# IMS La Spaz baskets an update?



## TomHughes (Dec 16, 2019)

I know a few have modded the IMS competition baskets to fit the sage.

Anyone care to update if it improved the coffee?

What about the IMS screens? considering what options there are for upgrades on the sage and whether these are worth more spending!


----------



## TomHughes (Dec 16, 2019)

No opinion on this? What about the IMS shower screen?


----------



## lake_m (Feb 4, 2017)

I know @joey24dirt did this mod on his DTP should be able to shed some light.


----------



## joey24dirt (Jan 28, 2017)

I was meant to reply to this but it slipped my mind.

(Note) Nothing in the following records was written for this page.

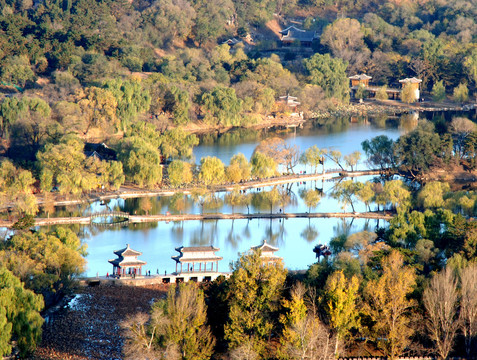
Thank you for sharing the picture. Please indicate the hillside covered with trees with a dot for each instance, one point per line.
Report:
(141, 75)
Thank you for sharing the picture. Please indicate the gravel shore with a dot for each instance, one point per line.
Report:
(89, 326)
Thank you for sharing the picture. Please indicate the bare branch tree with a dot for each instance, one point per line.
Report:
(441, 300)
(468, 306)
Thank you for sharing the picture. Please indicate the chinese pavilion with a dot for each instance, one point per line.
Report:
(127, 263)
(362, 79)
(192, 258)
(267, 252)
(289, 101)
(414, 84)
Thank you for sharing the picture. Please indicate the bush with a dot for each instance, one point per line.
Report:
(461, 93)
(438, 91)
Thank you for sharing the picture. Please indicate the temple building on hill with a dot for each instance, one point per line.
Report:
(127, 263)
(362, 79)
(415, 84)
(292, 35)
(289, 101)
(197, 259)
(267, 252)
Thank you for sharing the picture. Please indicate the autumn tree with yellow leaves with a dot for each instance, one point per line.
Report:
(388, 306)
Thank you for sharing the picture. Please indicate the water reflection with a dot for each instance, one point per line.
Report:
(295, 238)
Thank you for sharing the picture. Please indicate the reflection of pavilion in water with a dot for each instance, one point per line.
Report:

The baskets are worth getting for sure, but for me the screen wasn't really worth it.

The reason I liked the basket was for the straight sides. Also I could then get a tamper to fit perfectly.

The basket will need modifying but it's not that tricky with the right tools.

Sent from my iPhone using Tapatalk


----------



## TomHughes (Dec 16, 2019)

joey24dirt said:


> I was meant to reply to this but it slipped my mind.
> 
> The baskets are worth getting for sure, but for me the screen wasn't really worth it.
> 
> ...


 Thanks Joey. 
I think I'll go for the basket. My only concern is the size as I have found the current double a little too large as with the Guatemalan SHB roast I do it's so dense it takes 14-21g to dose right in it! The IMS 14-16g would be what I'm after but it seems to measure larger?


----------



## Border_all (Dec 19, 2019)

I have the La Spaz ims basket depending on the grind I find 14-16g is about correct with touching the shower screen


----------